MONTREAL -- After setting up an expert roundtable, Quebec is nearly ready to announce which health problems it will consider most urgent when it comes to vaccine priority, a question that's put the province under increasing pressure.

"This is a clinical table with all sorts of specialists and they'll come to a consensus that will allow us to put in place that list," said Public Health Director Dr. Horacio Arruda on Tuesday.

The need for clear rules also seems imminent: the province hit the one-million mark Tuesday in its vaccination campaign. It hit another milestone earlier this week when it opened up appointments in Montreal to those 60-years-old and over.

Reaching the age-60 mark means the province will soon enter into the more complicated and controversial territory of deciding how to prioritize people with various underlying medical conditions.

Many, including cancer patients and people with Down syndrome, have doctors or family who have been pleading with the province to allow them vaccines.

Once people over 60 have been vaccinated, the order is split into three groups, all under 60, but not defined by age, according to the written priority sequence.

First, adults under 60 will be eligible if they have a chronic disease or health problem that increases the risk of COVID complications.

After that comes adults under 60 without this kind of health problem, but who provide essential services and have contact with the public. This can include teachers, cashiers and many other groups defined largely by profession.

The last group, the tenth out of 10 priority groups, is the rest of the adult population under 60.

There are many distinctions that can and will be made within those three tiers, however. The province convened a group of medical experts to decide on the sequence within the group with underlying conditions, said Arruda.

"It's not all kinds of cancer," for example, he said. "It's not if you have chemotherapy and have been cooperating.

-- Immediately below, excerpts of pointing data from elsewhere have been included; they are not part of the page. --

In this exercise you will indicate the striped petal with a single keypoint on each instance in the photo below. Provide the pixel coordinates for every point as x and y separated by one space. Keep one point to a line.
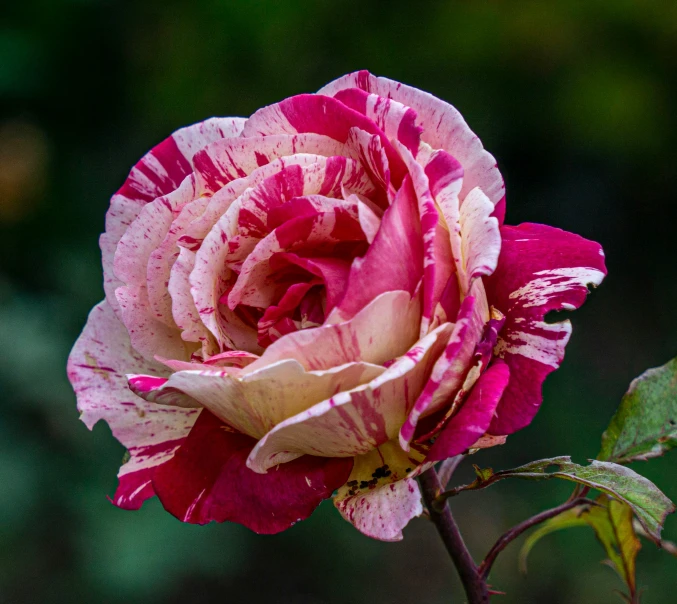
157 173
208 480
321 115
256 401
152 433
443 128
394 261
367 337
472 421
355 421
380 496
451 368
540 269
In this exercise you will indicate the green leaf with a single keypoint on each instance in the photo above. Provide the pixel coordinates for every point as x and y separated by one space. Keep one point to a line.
645 499
645 424
568 519
612 523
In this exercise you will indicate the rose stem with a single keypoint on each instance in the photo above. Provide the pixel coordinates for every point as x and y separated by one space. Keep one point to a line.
517 530
474 584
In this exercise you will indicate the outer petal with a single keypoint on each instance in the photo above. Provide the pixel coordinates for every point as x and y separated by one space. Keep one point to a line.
443 128
152 433
438 264
354 422
471 422
157 173
380 497
208 480
149 337
480 238
540 269
450 369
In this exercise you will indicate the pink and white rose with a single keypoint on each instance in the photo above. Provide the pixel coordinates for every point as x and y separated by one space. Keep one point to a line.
319 299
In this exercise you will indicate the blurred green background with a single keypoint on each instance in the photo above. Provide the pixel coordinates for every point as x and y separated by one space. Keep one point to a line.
578 102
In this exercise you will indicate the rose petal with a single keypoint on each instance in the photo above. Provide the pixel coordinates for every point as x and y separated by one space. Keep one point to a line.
540 269
322 115
96 368
397 246
157 173
207 480
226 160
438 265
474 417
450 368
480 238
443 128
256 401
367 337
355 421
380 497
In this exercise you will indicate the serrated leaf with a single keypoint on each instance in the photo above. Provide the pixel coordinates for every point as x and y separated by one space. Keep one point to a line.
647 501
645 424
612 523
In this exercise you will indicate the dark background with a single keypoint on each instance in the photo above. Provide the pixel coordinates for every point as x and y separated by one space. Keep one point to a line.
577 101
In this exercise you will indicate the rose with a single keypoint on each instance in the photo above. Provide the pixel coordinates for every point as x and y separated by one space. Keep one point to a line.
321 297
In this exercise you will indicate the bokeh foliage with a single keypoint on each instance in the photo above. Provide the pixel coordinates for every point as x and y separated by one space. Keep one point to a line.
575 98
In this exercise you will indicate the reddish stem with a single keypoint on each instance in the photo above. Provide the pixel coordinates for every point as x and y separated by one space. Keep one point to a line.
473 582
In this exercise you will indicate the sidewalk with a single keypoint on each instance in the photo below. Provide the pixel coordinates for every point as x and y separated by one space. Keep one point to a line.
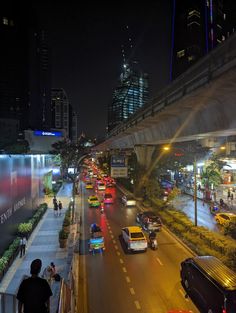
43 244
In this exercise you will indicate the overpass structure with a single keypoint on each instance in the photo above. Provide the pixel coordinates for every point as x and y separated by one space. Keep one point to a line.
198 105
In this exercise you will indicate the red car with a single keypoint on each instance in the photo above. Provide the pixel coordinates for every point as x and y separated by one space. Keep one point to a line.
108 199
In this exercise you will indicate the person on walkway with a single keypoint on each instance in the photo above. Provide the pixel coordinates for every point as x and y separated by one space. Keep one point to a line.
54 200
23 242
60 207
55 209
34 292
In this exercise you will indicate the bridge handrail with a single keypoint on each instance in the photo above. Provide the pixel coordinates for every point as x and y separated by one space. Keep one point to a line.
205 70
8 303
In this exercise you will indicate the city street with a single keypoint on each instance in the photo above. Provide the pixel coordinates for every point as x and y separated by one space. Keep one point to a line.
185 203
119 282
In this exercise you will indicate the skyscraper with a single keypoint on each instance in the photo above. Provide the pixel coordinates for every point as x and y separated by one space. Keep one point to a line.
130 95
63 116
25 75
14 66
198 26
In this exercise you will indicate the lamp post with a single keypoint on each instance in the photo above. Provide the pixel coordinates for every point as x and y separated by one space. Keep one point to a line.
195 190
168 148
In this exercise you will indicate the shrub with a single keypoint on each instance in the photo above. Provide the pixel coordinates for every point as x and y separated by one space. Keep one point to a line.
3 263
63 234
24 228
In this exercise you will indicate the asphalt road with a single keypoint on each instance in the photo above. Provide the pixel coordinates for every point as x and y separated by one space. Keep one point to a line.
185 203
117 282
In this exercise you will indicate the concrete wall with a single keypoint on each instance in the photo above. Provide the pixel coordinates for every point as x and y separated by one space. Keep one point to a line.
21 190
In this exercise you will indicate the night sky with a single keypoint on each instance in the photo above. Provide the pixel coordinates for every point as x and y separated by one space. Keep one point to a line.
86 51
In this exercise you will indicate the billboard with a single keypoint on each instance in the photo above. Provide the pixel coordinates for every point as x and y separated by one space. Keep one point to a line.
118 166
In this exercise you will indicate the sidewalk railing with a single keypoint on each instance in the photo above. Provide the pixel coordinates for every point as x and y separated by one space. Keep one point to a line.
8 303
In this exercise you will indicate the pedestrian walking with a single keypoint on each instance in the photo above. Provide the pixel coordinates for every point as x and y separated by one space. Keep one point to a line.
54 200
60 207
55 209
23 242
34 292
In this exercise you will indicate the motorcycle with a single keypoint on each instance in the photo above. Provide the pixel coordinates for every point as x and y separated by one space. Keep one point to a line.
153 243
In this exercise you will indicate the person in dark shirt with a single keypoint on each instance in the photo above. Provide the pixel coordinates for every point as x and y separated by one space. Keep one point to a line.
34 292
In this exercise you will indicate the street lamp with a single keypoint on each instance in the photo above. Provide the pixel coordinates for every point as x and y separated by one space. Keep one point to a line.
168 148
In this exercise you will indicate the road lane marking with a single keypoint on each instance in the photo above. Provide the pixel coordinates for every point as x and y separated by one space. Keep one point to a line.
183 294
132 291
138 306
159 261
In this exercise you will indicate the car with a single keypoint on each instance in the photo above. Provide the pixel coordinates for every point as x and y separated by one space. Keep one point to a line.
101 186
134 238
89 185
128 200
149 221
108 198
93 201
225 219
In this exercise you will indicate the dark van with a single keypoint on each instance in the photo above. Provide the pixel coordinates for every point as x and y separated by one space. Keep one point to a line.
210 284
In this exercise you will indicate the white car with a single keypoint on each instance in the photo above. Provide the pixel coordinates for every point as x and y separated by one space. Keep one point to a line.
134 238
101 186
128 200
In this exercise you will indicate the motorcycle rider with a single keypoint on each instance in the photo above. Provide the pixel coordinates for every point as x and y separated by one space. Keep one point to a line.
152 235
152 240
102 207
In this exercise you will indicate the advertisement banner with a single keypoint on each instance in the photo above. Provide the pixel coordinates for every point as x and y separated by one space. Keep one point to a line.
118 161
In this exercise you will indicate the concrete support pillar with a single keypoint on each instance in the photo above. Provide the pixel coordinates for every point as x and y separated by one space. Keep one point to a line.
144 154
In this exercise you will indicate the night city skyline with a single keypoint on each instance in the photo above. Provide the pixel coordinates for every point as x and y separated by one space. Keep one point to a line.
87 52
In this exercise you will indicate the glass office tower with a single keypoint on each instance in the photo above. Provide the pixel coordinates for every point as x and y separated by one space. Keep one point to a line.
198 26
130 95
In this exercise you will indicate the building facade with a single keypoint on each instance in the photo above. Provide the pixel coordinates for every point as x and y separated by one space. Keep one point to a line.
198 26
25 75
63 115
130 95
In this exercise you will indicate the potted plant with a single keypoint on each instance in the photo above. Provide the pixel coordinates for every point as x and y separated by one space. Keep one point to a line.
63 235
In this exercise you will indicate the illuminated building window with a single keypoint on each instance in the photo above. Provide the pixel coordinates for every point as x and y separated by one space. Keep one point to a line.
192 23
5 21
193 13
181 54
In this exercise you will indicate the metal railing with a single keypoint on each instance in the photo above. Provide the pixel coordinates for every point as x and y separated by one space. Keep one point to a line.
8 303
210 67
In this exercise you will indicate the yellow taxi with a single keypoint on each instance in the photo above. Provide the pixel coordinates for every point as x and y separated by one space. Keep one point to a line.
134 238
89 185
93 201
225 219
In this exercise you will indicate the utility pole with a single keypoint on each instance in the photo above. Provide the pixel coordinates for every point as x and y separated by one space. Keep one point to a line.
195 190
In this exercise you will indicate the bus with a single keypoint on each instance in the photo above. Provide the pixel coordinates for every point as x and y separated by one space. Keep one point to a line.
210 284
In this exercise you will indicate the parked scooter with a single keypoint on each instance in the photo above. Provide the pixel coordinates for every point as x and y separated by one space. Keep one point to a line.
153 241
102 207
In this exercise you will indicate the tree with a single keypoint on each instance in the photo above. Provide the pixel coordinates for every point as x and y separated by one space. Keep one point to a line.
211 174
70 154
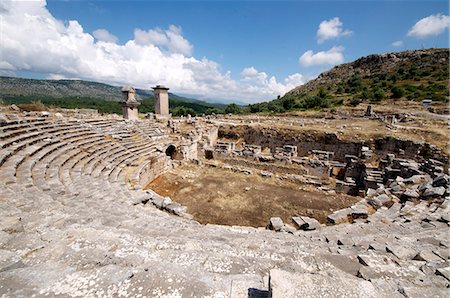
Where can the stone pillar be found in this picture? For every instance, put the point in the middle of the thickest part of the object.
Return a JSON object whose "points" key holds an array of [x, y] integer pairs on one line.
{"points": [[369, 111], [129, 103], [161, 100]]}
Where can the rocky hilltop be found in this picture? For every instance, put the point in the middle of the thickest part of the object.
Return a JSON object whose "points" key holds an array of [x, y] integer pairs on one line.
{"points": [[415, 67]]}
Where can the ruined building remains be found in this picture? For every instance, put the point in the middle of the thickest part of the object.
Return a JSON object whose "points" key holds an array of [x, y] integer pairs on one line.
{"points": [[161, 100], [129, 103]]}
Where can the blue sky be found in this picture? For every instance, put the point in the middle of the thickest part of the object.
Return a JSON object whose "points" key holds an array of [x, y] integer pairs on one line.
{"points": [[234, 50]]}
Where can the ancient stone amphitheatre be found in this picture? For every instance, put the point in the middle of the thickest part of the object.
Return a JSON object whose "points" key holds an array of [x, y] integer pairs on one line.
{"points": [[344, 203]]}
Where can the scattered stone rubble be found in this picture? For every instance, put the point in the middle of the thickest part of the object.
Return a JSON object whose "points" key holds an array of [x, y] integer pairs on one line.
{"points": [[72, 222]]}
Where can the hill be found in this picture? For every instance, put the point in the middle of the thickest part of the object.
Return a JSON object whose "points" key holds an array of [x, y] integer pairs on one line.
{"points": [[411, 75], [86, 94]]}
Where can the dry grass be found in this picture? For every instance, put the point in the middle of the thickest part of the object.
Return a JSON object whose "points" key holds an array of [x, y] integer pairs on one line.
{"points": [[35, 106], [224, 197]]}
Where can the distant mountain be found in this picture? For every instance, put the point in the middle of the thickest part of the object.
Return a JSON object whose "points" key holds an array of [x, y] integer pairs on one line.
{"points": [[401, 69], [410, 75], [74, 93]]}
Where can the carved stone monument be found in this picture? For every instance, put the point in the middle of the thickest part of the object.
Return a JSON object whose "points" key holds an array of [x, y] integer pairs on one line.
{"points": [[129, 103], [161, 100]]}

Those people don't have the same risk" as some other cancer patients.

The province asked "clinicians to tell us which criteria we're going to use," he said.

The group met on Monday and the province should be releasing its finalized list "shortly," Arruda said.

He said the logic it used was simply which groups would be most at risk of serious complications from the virus.

"We want to prevent hospitalizations and people dying from the disease," he said.

He also said that depending on the vaccine supply, the groups coming up for eligibility may end up being vaccinated very close together or even overlapping.

"Seven, eight, nine, 10, perhaps they'll be quite parallel, those groups," he said. 

The province has previously said they're also looking at tweaking priority group nine, the one defined largely by job, to clarify who comes first within that tier.

On Monday, Premier François Legault also reminded media that the province needs to continue vaccinating the elderly in regions outside of Montreal in order to catch up to the city, where mass vaccination started earlier.

"Today we announced that we'll vaccinate [people] 60 years or more in Montreal," he said in a different press conference. "But we have to do that in all regions."

The health department hasn't yet responded to a question about whether this could possibly mean a delay in moving onto subsequent groups in Montreal.